Center for American Progress

ONLINE EVENT ADVISORY: 4th Annual Innovations Conference Will Tackle How To Shrink and Transform the Criminal Justice System
Press Advisory

ONLINE EVENT ADVISORY: 4th Annual Innovations Conference Will Tackle How To Shrink and Transform the Criminal Justice System

Washington, D.C. — Recent events including the killings of George Floyd and Breonna Taylor, law enforcement crackdowns on protestors, and the insufficient response to contain the spread of the coronavirus in jails and prisons have laid bare the failures of the criminal justice system in the United States. The current moment, however, has the potential to rapidly accelerate the movement to make the criminal justice system smaller, smarter, more equitable, and more just.

From June 23 to June 25, the John Jay College of Criminal Justice, the Center for American Progress, and the Draper Richards Kaplan Foundation will host the 2020 Innovations Conference, as criminal justice reform experts and advocates from around the country discuss how can we achieve bold, transformative change and #ShrinkTheSystem.

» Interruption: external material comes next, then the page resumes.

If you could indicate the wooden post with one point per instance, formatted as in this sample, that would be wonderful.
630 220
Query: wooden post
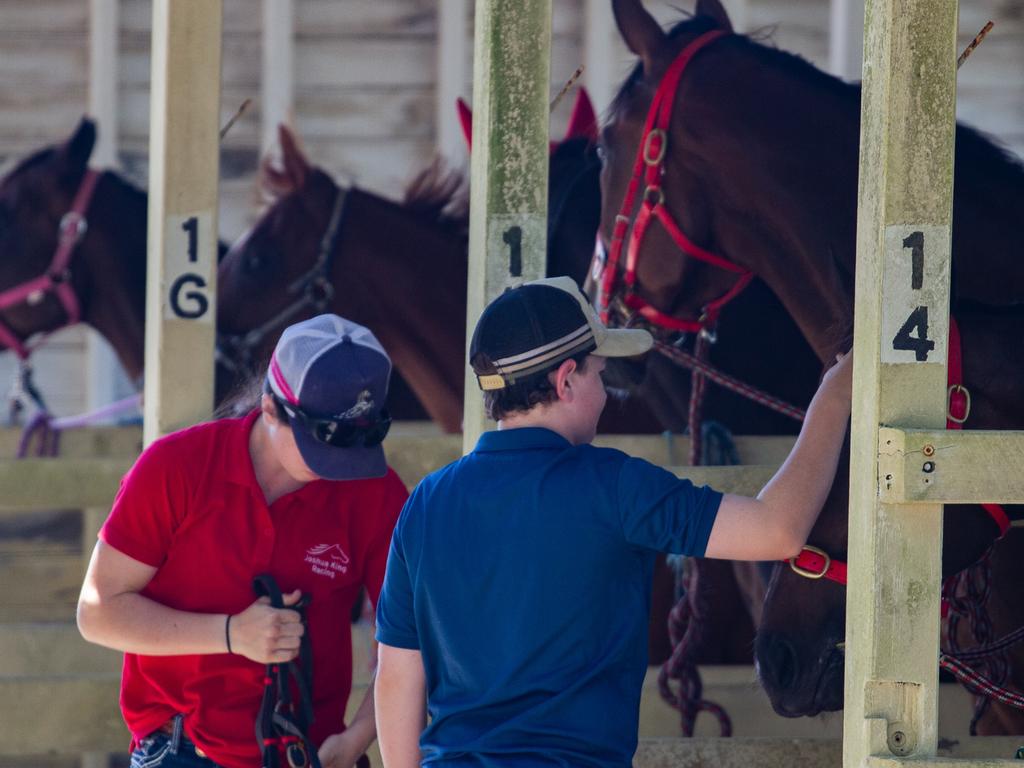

The three-day online event will showcase data-driven interventions and provide ideas on how to replicate proven strategies; make a clear public statement that smart and fair criminal justice and public safety policies must continue to guide the way forward; and create opportunities to generate true and lasting change big enough to meet this challenging moment.

A full list of speakers and details will be announced in the coming weeks. The most current agenda can be found here. Join us on social media with the hashtag #ShrinkTheSystem.

WHO:
Confirmed speakers (in alphabetical order):

Chesa Boudin, San Francisco District Attorney
Vanita Gupta, Leadership Conference on Civil and Human Rights
Elizabeth Hinton, Yale University
Deanna Hoskins, JustLeadershipUSA
Sheena Meade, Clean Slate Initiative
Rashad Robinson, Color of Change
Sam Sinyangwe, Campaign Zero
Michael K. Williams, Actor

WHEN:
Online conference: Tuesday, June 23, 2020 – Thursday, June 25, 2020
12:00 p.m. – 5:00 p.m. ET on Tuesday; 11:00 a.m. – 4:00 p.m. ET on Wednesday and Thursday

WHERE:
You can RSVP to join the virtual event here. An email will then be sent with instructions on how to watch.

WHAT:
2020 Innovations Conference

The Center for American Progress is proud to co-host the 2020 Innovations Conference with the John Jay College of Criminal Justice and the Draper Richards Kaplan Foundation. The 2020 Innovations Conference is generously supported by the Kellogg Foundation and Microsoft.

For more information, please contact Claudia Montecinos at [email protected].

An international leader in educating for justice, John Jay College of Criminal Justice of the City University of New York is a Hispanic-serving institution and a minority-serving institution offering a rich liberal arts and professional studies curriculum to upward of 15,000 undergraduate and graduate students from more than 135 nations. John Jay is home to faculty and research centers at the forefront of researching and advancing criminal and social justice reform. In teaching, scholarship and research, the college engages the theme of justice and explores fundamental human desires for fairness, equality, and the rule of law. For more information, visit www.jjay.cuny.edu and follow @JohnJayCollege on Twitter.

The Draper Richards Kaplan Foundation is a global venture philanthropy firm supporting early stage, high-impact social enterprises. We believe that with early funding and rigorous support, exceptional leaders, tackling some of society’s most complex problems, can make the world a better place.

The Center for American Progress is a nonpartisan research and educational institute dedicated to promoting a strong, just and free America that ensures opportunity for all. We believe that Americans are bound together by a common commitment to these values and we aspire to ensure that our national policies reflect these values. We work to find progressive and pragmatic solutions to significant domestic and international problems and develop policy proposals that foster a government that is “of the people, by the people, and for the people.”